Die erste Trainingstunde lief für Gerrit alles andere als sanft ab. Mehr als einmal war er dankbar, dass auf der nahen Waldlichtung, die sich sich ausgesucht hatten, um ungestört zu trainieren, der Boden mit lockerem Schnee bedeckt war.
Jonas schämte sich fast ein wenig dafür, derart unsanft mit seinem Schüler umgehen zu müssen, aber Gerrit erwies sich trotz diverser Rückschläge als sehr eifrig.
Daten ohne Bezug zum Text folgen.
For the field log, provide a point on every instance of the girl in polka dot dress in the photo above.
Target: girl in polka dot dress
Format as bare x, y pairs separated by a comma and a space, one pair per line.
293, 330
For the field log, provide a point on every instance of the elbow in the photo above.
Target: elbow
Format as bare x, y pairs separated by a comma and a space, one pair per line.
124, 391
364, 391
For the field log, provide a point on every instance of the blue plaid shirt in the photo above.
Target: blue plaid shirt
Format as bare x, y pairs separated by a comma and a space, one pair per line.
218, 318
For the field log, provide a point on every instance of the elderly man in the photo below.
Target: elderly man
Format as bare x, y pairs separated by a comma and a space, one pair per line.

Trotzdem spürte Jonas einen gewissen Skrupel, als Gerrit erneut nach einem nicht einmal allzu heftigen Schlag mit dem Schwert zu Boden ging.
„Die Statue wird noch viel unsanfter als ich sein....,“ dachte Jonas und half seinem Schüler beim Aufstehen. „Geht es noch?“
„Ja, lass uns weiter machen,“ japste Gerrit und stand umständlich auf.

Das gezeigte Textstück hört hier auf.